Love the music, hate the decision to include his holier-than-thou ranting on top of every track. I really like the talky bits. I think it's kind of funny to half this pseudo academic thing grafted on to the dancing body, and I think the synthesis between what he's saying and how the music expresses it works pretty perfect. I don't really understand this thing I've realised on ILM lately that people seem to get really annoyed when some piece of music (or whatever) espouses a different opinion to theirs, as though that were some flaw in the music that the guy making it just doesn't understand or whatever. I mean fine if you think, I dunno that this record is a bit too STRICTLY VOCAL or whatevs with all the talking and just with the guy would be quiet so you can keep dancing, I mean I can respect that, but all this 'I'm glad you can barely hear what he's saying because it's hella stupid' kindof annoys me for whatever reason.
I guess its because I can enjoy something without necessarily agreeing with it and it seems a bit, well narrow-minded maybe? After going back through the album briefly, there aren't as many annoying spoken parts as I remembered but the Midtown Intro and the end of the Madonna thing really bother me.

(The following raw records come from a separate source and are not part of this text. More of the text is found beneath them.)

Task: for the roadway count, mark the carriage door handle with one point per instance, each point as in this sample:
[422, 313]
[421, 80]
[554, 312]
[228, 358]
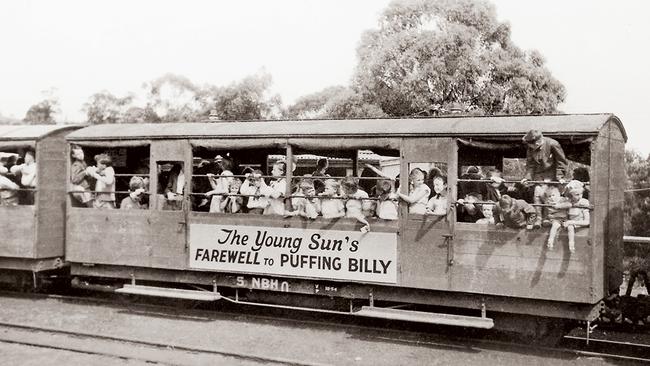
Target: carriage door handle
[449, 239]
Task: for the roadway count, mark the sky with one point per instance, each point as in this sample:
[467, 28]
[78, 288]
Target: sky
[599, 50]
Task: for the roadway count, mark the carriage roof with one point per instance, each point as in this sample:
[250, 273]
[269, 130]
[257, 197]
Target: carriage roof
[493, 126]
[30, 132]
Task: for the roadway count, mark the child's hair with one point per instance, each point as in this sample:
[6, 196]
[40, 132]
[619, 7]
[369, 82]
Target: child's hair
[226, 163]
[104, 159]
[416, 174]
[306, 184]
[384, 188]
[322, 163]
[574, 186]
[74, 147]
[136, 183]
[282, 166]
[505, 202]
[548, 191]
[332, 183]
[440, 177]
[532, 136]
[581, 174]
[350, 184]
[236, 182]
[256, 174]
[493, 172]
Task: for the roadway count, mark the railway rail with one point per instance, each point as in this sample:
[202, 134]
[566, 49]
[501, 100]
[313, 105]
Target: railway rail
[131, 349]
[179, 353]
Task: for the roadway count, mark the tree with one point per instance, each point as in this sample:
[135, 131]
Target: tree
[104, 107]
[333, 102]
[248, 99]
[637, 199]
[43, 112]
[174, 98]
[435, 53]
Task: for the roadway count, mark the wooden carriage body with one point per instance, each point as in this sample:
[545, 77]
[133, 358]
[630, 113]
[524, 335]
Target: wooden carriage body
[436, 260]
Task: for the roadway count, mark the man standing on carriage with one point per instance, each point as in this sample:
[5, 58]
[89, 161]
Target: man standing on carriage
[545, 161]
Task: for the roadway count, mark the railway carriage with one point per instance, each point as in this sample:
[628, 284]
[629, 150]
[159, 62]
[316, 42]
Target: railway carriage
[33, 232]
[480, 275]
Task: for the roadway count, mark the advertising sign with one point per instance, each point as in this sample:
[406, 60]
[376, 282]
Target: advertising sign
[329, 254]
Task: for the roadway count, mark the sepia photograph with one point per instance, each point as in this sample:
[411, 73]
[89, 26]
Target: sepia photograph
[324, 182]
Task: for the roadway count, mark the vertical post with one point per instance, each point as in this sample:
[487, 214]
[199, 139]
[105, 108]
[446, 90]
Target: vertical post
[355, 164]
[289, 175]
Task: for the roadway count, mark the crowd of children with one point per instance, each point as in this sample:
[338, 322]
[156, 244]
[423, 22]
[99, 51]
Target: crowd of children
[550, 201]
[483, 199]
[18, 181]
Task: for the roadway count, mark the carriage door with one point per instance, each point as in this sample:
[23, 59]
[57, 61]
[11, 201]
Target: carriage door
[426, 250]
[171, 167]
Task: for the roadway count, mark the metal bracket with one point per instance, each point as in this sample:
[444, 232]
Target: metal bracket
[449, 239]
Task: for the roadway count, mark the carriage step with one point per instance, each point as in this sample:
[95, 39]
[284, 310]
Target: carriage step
[169, 292]
[424, 317]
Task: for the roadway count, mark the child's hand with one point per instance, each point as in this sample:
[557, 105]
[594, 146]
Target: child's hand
[496, 179]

He was sitting at a table with the person who taught Madonna to vogue, he was outside the Loft, he was the king is his mind and he's bitter that he hasn't received the attention he thinks he deserves. I may have overstated my annoyance at the spoken bits since they don't seem to be all over every track like I had remembered but I still think this album would have a longer life if he hadn't included those statements over the music. Liner notes is the place to rant and complain about your lack of fame. Mine arrived this morning. The two Will Long tracks - 'Time Has Come' (with a sampled fragment of Jesse Jackson) and 'Chumps' (with a sampled fragment of Rap Brown) - are sparse and elemental, very much in the Sprinkles ballpark.

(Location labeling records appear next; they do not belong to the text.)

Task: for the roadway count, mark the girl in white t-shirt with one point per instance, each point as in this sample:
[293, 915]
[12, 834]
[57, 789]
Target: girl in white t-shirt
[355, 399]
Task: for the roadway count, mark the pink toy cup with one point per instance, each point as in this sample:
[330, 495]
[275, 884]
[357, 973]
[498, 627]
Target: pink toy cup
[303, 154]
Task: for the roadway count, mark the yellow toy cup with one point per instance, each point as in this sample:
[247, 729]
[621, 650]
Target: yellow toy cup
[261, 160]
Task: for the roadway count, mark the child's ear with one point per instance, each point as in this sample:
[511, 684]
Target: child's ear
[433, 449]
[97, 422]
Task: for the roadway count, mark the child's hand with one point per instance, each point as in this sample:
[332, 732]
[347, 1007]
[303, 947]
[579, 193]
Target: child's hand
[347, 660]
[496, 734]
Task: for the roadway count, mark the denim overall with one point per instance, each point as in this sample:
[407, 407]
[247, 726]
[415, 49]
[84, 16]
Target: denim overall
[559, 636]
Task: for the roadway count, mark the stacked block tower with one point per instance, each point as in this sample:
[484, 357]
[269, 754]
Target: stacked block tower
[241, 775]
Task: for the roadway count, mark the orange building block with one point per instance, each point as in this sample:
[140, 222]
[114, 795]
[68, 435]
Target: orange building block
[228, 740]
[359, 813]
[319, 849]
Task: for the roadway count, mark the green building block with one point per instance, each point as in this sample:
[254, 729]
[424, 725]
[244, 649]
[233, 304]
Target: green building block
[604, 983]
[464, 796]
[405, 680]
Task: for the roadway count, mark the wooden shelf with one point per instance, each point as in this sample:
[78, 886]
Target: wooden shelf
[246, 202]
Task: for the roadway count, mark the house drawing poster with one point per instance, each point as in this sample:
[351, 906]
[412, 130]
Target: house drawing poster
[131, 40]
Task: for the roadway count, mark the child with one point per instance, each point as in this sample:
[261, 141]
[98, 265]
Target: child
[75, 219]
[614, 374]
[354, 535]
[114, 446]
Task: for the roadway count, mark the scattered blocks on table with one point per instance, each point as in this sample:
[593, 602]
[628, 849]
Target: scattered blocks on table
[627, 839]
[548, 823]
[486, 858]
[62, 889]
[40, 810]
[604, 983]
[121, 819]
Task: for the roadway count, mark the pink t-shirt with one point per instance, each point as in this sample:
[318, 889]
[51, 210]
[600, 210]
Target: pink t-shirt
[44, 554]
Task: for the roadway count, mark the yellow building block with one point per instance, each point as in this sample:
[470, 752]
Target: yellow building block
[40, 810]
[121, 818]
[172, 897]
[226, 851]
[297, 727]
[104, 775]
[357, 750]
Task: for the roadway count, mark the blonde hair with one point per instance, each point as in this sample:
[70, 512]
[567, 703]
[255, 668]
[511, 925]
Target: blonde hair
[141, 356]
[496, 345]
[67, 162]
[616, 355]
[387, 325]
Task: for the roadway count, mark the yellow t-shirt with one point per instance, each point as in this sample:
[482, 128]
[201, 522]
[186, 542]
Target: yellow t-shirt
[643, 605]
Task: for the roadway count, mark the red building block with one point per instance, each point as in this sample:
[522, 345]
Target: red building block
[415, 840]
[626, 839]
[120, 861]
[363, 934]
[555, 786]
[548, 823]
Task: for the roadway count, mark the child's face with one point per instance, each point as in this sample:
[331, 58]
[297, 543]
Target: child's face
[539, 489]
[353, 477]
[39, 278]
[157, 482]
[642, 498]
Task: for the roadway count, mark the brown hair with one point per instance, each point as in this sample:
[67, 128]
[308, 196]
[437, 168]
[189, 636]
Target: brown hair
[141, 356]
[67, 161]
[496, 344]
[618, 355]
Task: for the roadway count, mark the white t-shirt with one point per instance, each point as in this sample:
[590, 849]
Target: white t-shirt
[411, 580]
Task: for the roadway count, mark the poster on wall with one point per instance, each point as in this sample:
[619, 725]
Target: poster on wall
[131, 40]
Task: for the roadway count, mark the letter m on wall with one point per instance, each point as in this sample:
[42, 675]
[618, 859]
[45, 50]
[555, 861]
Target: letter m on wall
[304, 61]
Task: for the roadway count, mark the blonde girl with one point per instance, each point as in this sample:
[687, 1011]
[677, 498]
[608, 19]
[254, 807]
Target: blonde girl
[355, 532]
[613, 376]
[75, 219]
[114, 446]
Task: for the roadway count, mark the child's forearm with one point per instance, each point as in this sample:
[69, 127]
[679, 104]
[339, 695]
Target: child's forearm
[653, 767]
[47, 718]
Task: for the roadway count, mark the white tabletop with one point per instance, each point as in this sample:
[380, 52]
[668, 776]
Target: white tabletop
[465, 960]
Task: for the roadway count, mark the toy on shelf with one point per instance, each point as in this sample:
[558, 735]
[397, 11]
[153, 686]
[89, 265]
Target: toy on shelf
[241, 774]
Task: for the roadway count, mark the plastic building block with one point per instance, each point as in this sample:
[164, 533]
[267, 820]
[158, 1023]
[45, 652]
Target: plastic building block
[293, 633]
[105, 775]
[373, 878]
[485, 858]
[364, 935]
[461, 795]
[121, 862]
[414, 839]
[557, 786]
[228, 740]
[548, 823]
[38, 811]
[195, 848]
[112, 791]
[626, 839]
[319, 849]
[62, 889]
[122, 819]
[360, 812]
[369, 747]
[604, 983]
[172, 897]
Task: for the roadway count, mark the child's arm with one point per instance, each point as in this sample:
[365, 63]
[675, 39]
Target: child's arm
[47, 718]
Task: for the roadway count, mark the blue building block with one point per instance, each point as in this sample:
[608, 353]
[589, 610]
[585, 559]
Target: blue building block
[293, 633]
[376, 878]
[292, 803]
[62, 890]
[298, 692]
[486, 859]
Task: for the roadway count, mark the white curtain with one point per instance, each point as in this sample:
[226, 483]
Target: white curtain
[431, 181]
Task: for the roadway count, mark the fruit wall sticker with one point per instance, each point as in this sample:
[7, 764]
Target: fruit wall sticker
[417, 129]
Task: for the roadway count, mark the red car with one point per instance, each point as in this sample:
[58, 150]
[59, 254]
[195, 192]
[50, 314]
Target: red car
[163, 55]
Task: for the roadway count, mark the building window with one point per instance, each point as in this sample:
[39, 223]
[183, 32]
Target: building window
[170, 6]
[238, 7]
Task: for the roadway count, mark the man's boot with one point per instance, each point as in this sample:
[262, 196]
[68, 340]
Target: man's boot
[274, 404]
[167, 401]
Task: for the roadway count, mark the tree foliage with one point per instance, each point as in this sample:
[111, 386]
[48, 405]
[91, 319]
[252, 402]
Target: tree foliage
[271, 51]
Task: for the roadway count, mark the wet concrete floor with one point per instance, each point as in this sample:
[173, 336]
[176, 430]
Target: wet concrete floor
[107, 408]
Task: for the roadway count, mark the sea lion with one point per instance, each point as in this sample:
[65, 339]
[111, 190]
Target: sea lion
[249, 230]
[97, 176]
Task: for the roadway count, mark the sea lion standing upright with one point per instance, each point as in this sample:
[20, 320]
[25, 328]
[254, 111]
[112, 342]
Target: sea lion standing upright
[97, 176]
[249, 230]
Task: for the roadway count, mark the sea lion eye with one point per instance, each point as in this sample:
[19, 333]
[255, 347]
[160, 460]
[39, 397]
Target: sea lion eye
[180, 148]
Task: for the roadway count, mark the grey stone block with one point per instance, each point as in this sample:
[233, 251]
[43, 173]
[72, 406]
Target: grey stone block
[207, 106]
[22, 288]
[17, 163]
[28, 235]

Dj Sprinkles Midtown 120 Blues Rar Album
Each track is embellished by Sprinkles on the flip, with customarily astonishing sonic range - enveloping sub-bass and parts that somehow sound 3D - which does kind of justify the continued digital refusenik stance. ('Protect the minor - do not upload' on the label.). Mine arrived this morning. The two Will Long tracks - 'Time Has Come' (with a sampled fragment of Jesse Jackson) and 'Chumps' (with a sampled fragment of Rap Brown) - are sparse and elemental, very much in the Sprinkles ballpark. Each track is embellished by Sprinkles on the flip, with customarily astonishing sonic range - enveloping sub-bass and parts that somehow sound 3D - which does kind of justify the continued digital refusenik stance.
Dj Sprinkles Midtown 120 Blues Rar Free

Dj Sprinkles Midtown 120 Blues Rar Collection
('Protect the minor - do not upload' on the label.).